Two Poems
by Christine Butterworth-McDermott
Ariadne Sends a Bouquet of Dandelions
On these yellow flowers, he was fed, a brew
to strengthen him to battle, to brave our minotaur.
Dear Phaedra, I’ll always be the one who led
him out of father’s maze, red thread wound round
and round my ring finger. You can’t erase me,
even with a curse. I was, in fact, the first.
Yes, you may remind me, how he sailed away
without a word, from Naxos. And true, he married
you instead—but, sister, he’s still sailing.
What new seas has he now discovered? Above
what sweet lips has he hovered? I may have woken
to disenchantment, but I also woke to a better man,
a god who soothed the crying girl, lifted her from
the sand, and even now, eyes her over the grapes
at breakfast. So, go ahead, and claim that throne.
You still wander, room to room, alone, no true
queen—just a second or third happening. And
your desperation’s showing plain as the grey streak
in your hair. No wonder your stepson hurries
his pace away from your glances. And you should
know, dear sister, your fickle husband won’t
truck good for goose, good for gander. Mark
my words, in this folly, you’ll lose. You can pull
up all of Hecate’s weeds and blow your wishes
seed by seed to a thousand winds. But you’ll
only find yourself deceived, left with stems,
and ragged leaves, sharp as lion’s teeth.
Here is the Blue Hydrangea
“ In Japan. . .an emperor supposedly gave hydrangeas to a maiden he loved as an apology for neglecting her when other business took up all his attention. . . Victorians were not as fond of the hydrangea. . .the flowers were sent to declare someone a boaster or braggart, or to chastise someone for their frigidity.”
—thetsubaki.com
Here you are, my former Adam,
iced down to the ground.
And still you burst forth, like bright
blooms reopening out of old wood—
blue as the color of swimming.
You’re right, I cannot help temptation.
Yet, even reborn, you remain ingestible,
cyanide thriving in your petals.
You send bouquets to say you’re sorry.
You send bouquets to accuse me of frigidity.
I can no longer decipher blue’s true
symbol just the lawn’s raw edge.
I’ve discovered I cannot make you less
deadly. I cannot keep you from rattling
me like a serpent. But if you will ask
me to throat your poison, if you want
me kept—a drowning Eve—
I will burn what’s left and say:
I blacken your bloom, I refuse your seed.
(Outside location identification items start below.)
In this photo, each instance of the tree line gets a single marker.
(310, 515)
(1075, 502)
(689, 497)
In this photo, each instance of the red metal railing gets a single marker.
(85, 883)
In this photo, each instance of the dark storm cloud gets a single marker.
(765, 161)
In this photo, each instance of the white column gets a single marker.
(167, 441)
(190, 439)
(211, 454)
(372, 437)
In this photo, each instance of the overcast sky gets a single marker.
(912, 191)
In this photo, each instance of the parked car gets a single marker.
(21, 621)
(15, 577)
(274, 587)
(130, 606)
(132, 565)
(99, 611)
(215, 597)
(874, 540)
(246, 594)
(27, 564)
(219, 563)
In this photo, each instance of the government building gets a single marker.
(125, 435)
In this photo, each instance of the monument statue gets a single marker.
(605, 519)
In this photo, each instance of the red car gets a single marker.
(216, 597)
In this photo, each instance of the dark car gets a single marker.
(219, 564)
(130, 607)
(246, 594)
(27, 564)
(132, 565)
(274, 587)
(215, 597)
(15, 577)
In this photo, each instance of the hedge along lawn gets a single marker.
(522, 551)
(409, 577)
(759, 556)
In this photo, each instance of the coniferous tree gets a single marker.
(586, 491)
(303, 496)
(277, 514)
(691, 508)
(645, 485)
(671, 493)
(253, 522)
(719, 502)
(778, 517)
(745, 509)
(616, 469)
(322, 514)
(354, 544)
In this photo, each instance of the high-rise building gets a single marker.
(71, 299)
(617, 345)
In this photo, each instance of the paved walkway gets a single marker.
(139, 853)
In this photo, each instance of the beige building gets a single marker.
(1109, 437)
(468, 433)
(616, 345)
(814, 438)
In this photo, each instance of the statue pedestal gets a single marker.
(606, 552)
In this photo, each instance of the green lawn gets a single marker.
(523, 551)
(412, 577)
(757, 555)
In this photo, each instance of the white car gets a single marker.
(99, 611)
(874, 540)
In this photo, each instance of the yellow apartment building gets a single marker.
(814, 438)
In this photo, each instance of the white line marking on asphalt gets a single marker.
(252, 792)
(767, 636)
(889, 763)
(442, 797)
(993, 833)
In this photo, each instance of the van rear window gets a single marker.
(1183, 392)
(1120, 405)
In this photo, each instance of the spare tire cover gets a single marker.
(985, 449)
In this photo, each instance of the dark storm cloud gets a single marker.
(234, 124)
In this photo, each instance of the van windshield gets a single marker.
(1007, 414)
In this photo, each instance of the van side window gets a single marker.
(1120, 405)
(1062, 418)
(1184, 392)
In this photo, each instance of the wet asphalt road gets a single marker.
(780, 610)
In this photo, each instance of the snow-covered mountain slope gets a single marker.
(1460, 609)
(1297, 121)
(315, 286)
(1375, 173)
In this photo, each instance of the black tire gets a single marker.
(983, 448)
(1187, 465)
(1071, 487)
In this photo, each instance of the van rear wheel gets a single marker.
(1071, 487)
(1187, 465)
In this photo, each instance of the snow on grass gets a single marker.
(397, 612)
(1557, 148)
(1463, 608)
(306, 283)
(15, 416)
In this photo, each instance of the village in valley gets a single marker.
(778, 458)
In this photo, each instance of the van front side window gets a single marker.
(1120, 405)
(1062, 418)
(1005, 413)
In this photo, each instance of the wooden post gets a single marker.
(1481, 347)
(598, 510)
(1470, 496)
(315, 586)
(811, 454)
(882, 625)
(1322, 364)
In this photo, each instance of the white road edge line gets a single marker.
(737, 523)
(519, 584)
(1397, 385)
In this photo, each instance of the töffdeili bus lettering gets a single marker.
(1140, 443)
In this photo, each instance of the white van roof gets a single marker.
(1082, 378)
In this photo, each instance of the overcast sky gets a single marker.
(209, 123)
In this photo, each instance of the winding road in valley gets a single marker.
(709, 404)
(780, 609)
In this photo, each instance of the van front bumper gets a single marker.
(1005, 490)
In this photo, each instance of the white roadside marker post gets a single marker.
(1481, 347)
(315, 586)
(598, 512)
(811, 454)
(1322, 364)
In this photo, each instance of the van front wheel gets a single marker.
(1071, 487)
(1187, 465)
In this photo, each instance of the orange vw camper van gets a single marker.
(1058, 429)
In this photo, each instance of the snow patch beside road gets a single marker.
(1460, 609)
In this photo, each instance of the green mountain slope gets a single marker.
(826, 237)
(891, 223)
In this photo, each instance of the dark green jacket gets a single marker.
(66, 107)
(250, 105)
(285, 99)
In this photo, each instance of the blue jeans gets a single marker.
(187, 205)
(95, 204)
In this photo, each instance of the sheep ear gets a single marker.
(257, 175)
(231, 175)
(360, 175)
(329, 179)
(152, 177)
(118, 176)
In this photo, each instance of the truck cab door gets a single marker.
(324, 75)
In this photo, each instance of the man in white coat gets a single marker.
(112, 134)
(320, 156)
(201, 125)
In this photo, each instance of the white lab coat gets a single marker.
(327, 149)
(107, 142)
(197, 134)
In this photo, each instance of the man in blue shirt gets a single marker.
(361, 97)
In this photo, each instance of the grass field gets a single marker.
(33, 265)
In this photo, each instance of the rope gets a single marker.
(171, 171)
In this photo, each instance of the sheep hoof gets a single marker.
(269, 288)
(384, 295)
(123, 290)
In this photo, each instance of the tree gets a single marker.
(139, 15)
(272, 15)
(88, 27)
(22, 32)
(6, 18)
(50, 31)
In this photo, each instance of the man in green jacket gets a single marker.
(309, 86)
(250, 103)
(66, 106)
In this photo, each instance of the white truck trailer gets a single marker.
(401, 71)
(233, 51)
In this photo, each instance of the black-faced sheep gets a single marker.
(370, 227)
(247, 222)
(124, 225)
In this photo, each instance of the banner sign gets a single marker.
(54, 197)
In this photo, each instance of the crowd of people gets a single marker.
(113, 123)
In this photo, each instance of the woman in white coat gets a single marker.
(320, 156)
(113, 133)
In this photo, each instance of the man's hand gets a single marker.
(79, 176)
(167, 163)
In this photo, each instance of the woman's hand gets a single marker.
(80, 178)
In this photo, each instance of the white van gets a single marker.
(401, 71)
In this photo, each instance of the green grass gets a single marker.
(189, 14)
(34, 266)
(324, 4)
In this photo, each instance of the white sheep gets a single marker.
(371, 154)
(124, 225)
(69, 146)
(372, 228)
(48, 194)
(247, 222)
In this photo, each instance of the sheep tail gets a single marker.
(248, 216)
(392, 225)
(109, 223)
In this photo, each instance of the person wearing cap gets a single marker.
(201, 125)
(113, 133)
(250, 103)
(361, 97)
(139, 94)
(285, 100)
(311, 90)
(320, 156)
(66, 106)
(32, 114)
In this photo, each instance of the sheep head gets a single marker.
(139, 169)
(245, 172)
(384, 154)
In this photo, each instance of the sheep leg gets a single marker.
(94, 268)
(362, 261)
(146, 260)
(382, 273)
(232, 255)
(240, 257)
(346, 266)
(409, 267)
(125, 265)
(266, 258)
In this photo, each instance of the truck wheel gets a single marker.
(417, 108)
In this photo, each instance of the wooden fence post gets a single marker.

Christine Butterworth-McDermott’s latest collection of poetry is Evelyn As (Fomite, 2019), a book about the 1900s showgirl Evelyn Nesbit. She is the founder and co-editor of Gingerbread House Literary Magazine. Her poetry has been published in such journals as Alaska Quarterly Review, The Normal School, The Massachusetts Review, and River Styx, among others. Her newest collection, Spellbook of Fruit and Flowers is forthcoming in 2023.